Four is very young to start lessons. If you find a teacher who is playful and very gifted with working with young children, then lessons might make sense. My observation of children who take Suzuki lessons when they are young is that they play wonderfully as children; then, for some reason, they give up playing music before they are grown. Another thing to consider for now is taking classes in music activities or even dance, to help develop a feel for rhythm. Beginning formal lessons at age five or six gives your child a chance to mature before s/he tackles the discipline of learning an instrument. Good luck! Louise
My six year old daughter has a wonderful piano teacher whom I certain would be more than willing to talk with you regarding the appropriate age to begin lessons. Her teacher's name is Judith Meites; her phone number in Berkeley is 843-4541. Not only is Judith an inspired teacher of young children (and older children and advanced adults!), she is gifted in her understanding of the whole child. I have learned a great deal from Judith about my daughter! Judith knows her students deeply; they in turn love her. Judith would give you a very honest and insightful assessment of your son's readiness for piano lessons. Linda
When children are ready to start music lessons is a very individual thing. What you need to remember is it's not just the instrument they're learning - it's a whole culture of musical styles, rhythm, pitch recognition, understanding of harmony and so forth. Two pieces of advice I had that were useful were 1. to wait to learn ANY particular instrument until the child had been consistently asking to do it for at least six months (they need to have a sense of persistence to keep it up, also if they drop it it's more discouraging than if they'd never begun) 2. piano can be a lonely instrument - played alone, with a private teacher, and many very small children are not ready for that. I had the recommendation to send my kids to group early music lessons, at age three, that included all sorts of music skills, such as rhythm, pitch, listening, playing percussion against one another and so forth that have stood them in very good stead in the lo! ng! run. When my daughter was seven she wanted to do piano, but I wasn't sure about the loneliness thing, so I enrolled her in a Yamaha style group piano lesson, that continued to include a lot of extra learning about harmony, theory, rhythm. The advantage of a group was that it was much more fun, the children wanted to practice because they didn't want to be embarassed in front of their friends, and they learned so much more than just the one instrument. Groups don't suit all kids, but you should consider it seriously for such a young child. I have a niece who has been doing Suzuki since she was about three, and she's doing well at it, with a LOT of family support, but I still don't think she has as good a general grounding as my kids in the Yamaha system.
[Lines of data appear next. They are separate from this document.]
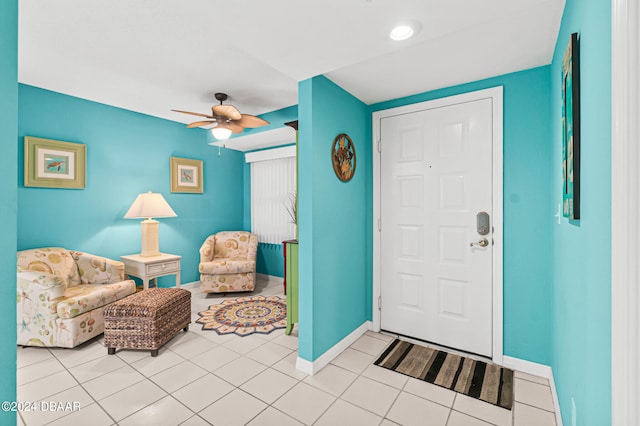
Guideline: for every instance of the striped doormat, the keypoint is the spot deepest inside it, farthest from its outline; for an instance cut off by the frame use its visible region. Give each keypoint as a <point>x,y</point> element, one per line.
<point>477,379</point>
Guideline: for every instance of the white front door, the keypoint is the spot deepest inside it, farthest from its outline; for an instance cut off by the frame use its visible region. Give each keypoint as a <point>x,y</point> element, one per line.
<point>435,257</point>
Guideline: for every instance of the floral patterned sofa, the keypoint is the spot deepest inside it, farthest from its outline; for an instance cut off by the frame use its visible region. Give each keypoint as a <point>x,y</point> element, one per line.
<point>62,294</point>
<point>228,262</point>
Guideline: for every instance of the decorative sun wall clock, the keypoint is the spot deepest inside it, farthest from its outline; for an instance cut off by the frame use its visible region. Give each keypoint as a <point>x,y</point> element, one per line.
<point>343,157</point>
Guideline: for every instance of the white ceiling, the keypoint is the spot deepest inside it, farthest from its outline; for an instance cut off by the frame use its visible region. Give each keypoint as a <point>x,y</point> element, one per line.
<point>151,56</point>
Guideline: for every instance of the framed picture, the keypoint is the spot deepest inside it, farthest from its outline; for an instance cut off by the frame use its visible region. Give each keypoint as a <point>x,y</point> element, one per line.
<point>186,175</point>
<point>571,130</point>
<point>54,164</point>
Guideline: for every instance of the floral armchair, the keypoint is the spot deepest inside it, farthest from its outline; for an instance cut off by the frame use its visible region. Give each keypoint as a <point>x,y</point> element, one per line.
<point>228,262</point>
<point>62,294</point>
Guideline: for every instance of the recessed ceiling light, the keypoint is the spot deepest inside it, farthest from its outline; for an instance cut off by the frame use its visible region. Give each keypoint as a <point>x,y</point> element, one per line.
<point>404,30</point>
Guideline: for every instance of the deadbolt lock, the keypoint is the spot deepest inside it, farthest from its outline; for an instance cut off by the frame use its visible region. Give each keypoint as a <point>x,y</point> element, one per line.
<point>482,243</point>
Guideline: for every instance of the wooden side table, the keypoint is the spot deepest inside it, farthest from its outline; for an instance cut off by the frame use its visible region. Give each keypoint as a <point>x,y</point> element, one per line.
<point>148,268</point>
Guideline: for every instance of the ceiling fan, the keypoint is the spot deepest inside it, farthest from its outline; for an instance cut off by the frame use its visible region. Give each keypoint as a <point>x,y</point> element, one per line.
<point>226,118</point>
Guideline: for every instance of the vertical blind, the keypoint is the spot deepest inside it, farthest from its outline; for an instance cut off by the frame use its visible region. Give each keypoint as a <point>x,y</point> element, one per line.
<point>273,189</point>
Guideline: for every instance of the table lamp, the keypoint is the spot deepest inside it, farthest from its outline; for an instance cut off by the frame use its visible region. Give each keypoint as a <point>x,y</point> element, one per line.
<point>147,206</point>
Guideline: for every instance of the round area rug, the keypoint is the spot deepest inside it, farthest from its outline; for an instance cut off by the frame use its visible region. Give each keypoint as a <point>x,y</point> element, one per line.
<point>245,315</point>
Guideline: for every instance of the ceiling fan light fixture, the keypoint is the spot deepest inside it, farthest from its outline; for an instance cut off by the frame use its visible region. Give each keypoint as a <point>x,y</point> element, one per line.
<point>221,132</point>
<point>404,31</point>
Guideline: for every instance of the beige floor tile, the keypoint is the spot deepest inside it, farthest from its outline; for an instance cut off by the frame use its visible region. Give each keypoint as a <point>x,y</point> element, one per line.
<point>331,379</point>
<point>269,353</point>
<point>525,415</point>
<point>39,390</point>
<point>153,365</point>
<point>430,391</point>
<point>48,410</point>
<point>245,344</point>
<point>235,409</point>
<point>409,410</point>
<point>203,392</point>
<point>215,358</point>
<point>88,351</point>
<point>273,417</point>
<point>192,347</point>
<point>27,355</point>
<point>38,370</point>
<point>179,375</point>
<point>304,403</point>
<point>531,378</point>
<point>239,371</point>
<point>269,385</point>
<point>533,394</point>
<point>166,411</point>
<point>385,376</point>
<point>288,341</point>
<point>459,419</point>
<point>371,395</point>
<point>387,338</point>
<point>287,365</point>
<point>196,421</point>
<point>482,410</point>
<point>369,345</point>
<point>103,386</point>
<point>219,339</point>
<point>180,338</point>
<point>92,415</point>
<point>353,360</point>
<point>134,398</point>
<point>343,413</point>
<point>96,368</point>
<point>131,356</point>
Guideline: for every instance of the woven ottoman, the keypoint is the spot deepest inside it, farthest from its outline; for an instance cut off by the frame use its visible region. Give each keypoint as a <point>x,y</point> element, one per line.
<point>146,320</point>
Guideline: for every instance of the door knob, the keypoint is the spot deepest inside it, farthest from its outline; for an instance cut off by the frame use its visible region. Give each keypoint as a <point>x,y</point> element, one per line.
<point>482,243</point>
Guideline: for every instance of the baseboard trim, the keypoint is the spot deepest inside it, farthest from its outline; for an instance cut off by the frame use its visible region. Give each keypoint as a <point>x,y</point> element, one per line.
<point>272,278</point>
<point>540,370</point>
<point>312,367</point>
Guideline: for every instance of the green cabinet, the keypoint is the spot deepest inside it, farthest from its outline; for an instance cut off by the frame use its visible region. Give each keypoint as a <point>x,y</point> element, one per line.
<point>291,282</point>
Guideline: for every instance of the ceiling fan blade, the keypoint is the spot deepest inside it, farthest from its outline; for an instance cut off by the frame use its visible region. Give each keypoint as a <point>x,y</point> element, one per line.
<point>193,113</point>
<point>251,121</point>
<point>200,123</point>
<point>228,111</point>
<point>234,127</point>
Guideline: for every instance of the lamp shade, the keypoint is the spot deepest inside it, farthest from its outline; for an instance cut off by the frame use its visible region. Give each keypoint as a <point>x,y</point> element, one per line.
<point>149,205</point>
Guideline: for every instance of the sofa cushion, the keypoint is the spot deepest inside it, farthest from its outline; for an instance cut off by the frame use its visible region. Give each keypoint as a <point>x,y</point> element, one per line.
<point>226,266</point>
<point>52,260</point>
<point>85,297</point>
<point>232,244</point>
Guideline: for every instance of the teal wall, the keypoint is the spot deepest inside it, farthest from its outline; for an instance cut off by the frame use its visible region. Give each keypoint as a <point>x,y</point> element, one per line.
<point>528,211</point>
<point>127,154</point>
<point>582,256</point>
<point>8,200</point>
<point>334,226</point>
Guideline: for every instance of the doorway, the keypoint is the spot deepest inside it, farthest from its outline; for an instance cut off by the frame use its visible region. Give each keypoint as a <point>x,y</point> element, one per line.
<point>438,221</point>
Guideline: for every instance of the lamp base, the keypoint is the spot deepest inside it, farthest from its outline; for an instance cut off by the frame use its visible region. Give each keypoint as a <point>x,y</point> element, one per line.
<point>149,238</point>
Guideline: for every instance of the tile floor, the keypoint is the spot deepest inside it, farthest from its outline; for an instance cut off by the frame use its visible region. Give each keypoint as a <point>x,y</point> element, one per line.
<point>201,378</point>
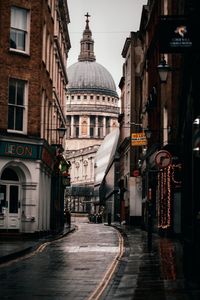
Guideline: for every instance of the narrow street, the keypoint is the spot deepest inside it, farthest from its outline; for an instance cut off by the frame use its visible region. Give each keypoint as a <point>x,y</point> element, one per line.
<point>69,268</point>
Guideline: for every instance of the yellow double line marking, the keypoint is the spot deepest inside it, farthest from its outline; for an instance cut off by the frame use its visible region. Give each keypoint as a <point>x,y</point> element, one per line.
<point>105,280</point>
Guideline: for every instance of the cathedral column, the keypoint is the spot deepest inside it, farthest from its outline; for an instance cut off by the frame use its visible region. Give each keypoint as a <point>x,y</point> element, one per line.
<point>88,131</point>
<point>104,126</point>
<point>72,126</point>
<point>80,126</point>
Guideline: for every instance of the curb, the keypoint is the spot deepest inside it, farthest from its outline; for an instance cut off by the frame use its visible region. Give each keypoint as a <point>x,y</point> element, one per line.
<point>20,253</point>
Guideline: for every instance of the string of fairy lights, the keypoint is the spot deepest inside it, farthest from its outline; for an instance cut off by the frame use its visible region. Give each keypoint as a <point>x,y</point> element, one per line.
<point>166,181</point>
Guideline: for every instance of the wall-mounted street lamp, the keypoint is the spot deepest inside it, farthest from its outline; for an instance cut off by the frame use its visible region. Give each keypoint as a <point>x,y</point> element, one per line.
<point>163,69</point>
<point>61,131</point>
<point>196,136</point>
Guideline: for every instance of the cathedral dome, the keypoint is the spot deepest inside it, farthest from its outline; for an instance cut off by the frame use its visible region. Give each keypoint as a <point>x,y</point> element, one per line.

Fiona
Crowden School has Music together for kids under 4, and pre-instrument training for age 3-6 and the approach is Orff / Kodaly approach. Crowden also gives referrals for teachers. Their number is 559-6910. I was a piano teacher for 15 years, and also have a musically talented 4 year old. I do believe the piano is not made for young fingers. Have fun with songs, movements, improvisation, rhythm, group music making, and learn to read music before their muscles are stronger. Suzuki method is to teach young kids to learn instruments by ears. You must find the well-trained Suzuki teachers, otherwise a lot of Suzuki students will have difficulties to excel in sight-reading when they are older, because they are trained to play music by ears. There are so many people around us had piano lessons in their life, they love music but they can't sight read well and play the instrument they love. There is no excuses for this for anyone had a few years of good lessons. The problem is too many piano teachers are not qualified. Take your child to concerts and student recitals, and get a good referral.